ERIC Number: ED221286
Record Type: RIE
Publication Date: 1982
Reference Count: 0
Cross-Cultural Spanking Practices--Implications for Parenting and Education.
Theisen, Barbara Jim
In a pilot study undertaken with the students and faculty members at the campus of Eastern New Mexico University, a cross-cultural survey was taken to determine whether levels of physical aggression in childrearing practices varied between cultural groups. Specifically, spanking as a form of discipline was studied among groups of 13 Anglo-Americans, 11 Blacks, 120 Hispanics, 13 Native Americans, and 15 Asians. Results of the survey showed that there were no significant differences with regard to treatment as children or treatment of children--all groups admitted to having been "sometimes spanked" as children and to later also spanking their own children.

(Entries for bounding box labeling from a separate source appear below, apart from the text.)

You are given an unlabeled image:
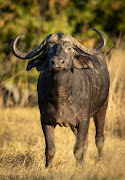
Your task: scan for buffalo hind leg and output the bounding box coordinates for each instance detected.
[42,121,55,168]
[74,116,89,165]
[93,101,108,158]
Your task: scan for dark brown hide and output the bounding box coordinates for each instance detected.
[12,29,110,167]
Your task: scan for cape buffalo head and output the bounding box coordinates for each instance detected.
[12,29,106,71]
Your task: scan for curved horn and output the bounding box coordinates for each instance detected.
[12,33,52,59]
[69,29,107,55]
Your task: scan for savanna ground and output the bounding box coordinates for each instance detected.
[0,43,125,180]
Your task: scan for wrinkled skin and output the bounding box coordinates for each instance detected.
[11,30,109,167]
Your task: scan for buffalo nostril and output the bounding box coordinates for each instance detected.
[61,60,64,64]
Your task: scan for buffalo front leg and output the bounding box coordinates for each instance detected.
[42,123,55,168]
[74,118,89,165]
[94,101,108,158]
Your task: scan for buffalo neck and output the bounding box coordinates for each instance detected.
[48,69,72,107]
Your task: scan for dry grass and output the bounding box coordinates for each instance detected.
[0,41,125,180]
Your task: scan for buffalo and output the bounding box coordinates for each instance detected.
[12,29,110,167]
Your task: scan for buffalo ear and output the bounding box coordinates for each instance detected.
[73,55,93,69]
[26,59,47,71]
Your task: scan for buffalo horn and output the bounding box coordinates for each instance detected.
[12,33,51,59]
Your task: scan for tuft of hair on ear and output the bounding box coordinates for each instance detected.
[73,54,93,69]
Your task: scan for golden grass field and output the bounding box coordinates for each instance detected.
[0,42,125,180]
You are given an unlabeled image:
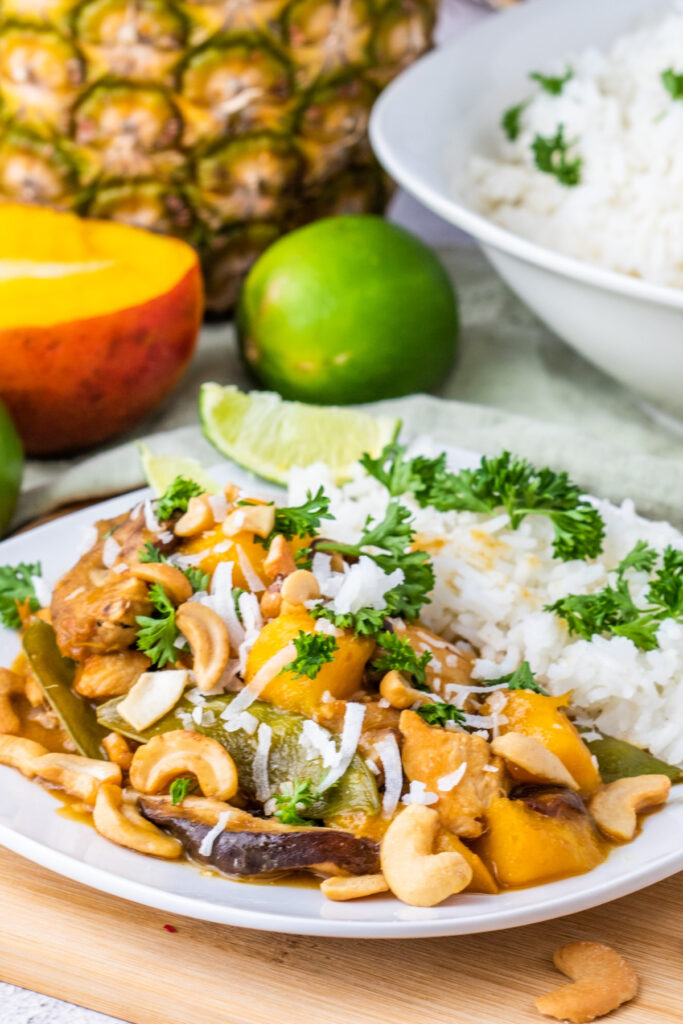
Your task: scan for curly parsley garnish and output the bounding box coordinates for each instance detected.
[360,441,605,561]
[157,476,203,521]
[529,68,573,96]
[137,541,211,593]
[0,562,43,630]
[531,125,584,187]
[169,778,197,807]
[546,541,683,650]
[501,99,529,142]
[280,630,337,679]
[418,702,465,725]
[274,779,315,825]
[481,662,548,697]
[135,583,179,669]
[310,502,434,636]
[661,68,683,99]
[370,630,432,691]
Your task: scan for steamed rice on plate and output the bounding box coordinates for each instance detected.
[470,3,683,288]
[0,440,683,907]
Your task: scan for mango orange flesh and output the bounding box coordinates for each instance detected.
[0,203,197,330]
[0,203,203,455]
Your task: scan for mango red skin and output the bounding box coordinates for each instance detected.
[0,266,203,456]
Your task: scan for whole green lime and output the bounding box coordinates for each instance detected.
[237,216,458,404]
[0,401,24,537]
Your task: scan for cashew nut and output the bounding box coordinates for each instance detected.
[0,669,26,733]
[321,874,389,900]
[263,534,296,580]
[259,590,283,618]
[175,601,230,691]
[102,732,133,771]
[490,732,579,792]
[130,729,239,800]
[536,942,638,1024]
[281,569,321,604]
[173,495,215,537]
[380,804,472,906]
[130,562,193,604]
[74,650,152,699]
[33,754,121,805]
[589,775,671,843]
[0,735,47,778]
[92,784,182,860]
[380,669,430,711]
[223,505,275,537]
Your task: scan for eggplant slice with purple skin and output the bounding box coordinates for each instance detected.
[139,797,380,874]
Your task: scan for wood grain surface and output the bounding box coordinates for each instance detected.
[0,850,683,1024]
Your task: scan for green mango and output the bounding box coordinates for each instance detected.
[23,618,106,760]
[97,693,380,818]
[586,736,683,782]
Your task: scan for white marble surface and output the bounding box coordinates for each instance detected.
[0,0,489,1024]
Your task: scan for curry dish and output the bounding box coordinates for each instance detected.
[0,468,671,906]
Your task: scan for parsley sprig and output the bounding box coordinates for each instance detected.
[135,583,179,669]
[137,541,210,592]
[274,779,315,825]
[531,125,584,187]
[250,486,334,548]
[0,562,42,630]
[311,502,434,636]
[546,541,683,650]
[481,662,548,697]
[280,630,337,679]
[370,630,432,691]
[661,68,683,99]
[529,67,573,96]
[169,776,198,807]
[418,701,465,725]
[360,441,605,561]
[157,476,203,521]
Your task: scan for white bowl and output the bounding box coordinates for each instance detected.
[370,0,683,419]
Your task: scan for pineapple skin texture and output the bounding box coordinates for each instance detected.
[0,0,438,314]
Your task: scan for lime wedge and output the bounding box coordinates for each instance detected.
[137,442,220,498]
[200,384,398,483]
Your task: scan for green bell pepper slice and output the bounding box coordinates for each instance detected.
[586,735,683,782]
[97,693,380,818]
[23,618,106,761]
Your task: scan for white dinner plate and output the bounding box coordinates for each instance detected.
[0,459,683,938]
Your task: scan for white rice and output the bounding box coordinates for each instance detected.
[290,443,683,765]
[470,0,683,288]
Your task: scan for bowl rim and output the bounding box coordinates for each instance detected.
[369,0,683,309]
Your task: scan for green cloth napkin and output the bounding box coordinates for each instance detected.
[14,249,683,527]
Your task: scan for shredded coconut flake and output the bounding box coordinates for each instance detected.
[199,811,230,857]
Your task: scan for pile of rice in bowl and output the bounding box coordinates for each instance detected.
[470,0,683,288]
[290,440,683,766]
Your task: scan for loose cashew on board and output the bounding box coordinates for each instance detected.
[535,942,638,1024]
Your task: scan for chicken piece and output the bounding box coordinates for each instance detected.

Where alternatives to spanking were concerned, Native Americans and Asians were least likely to give or withhold rewards to discipline their children, while Hispanics and Asians were the most likely to use shame. Anglo-Americans expressed the highest level of reservation about their actions; Hispanics and Blacks expressed lesser reservations (as did Native Americans), and Asians expressed no reservations. (Author/MP)
Publication Type: Reports - Research; Speeches/Meeting Papers
Education Level: N/A
Authoring Institution: N/A
Note: Paper presented at the Annual Meeting of the Rocky Mountain Psychological Association (Albuquerque, NM, April 28-May 1, 1982).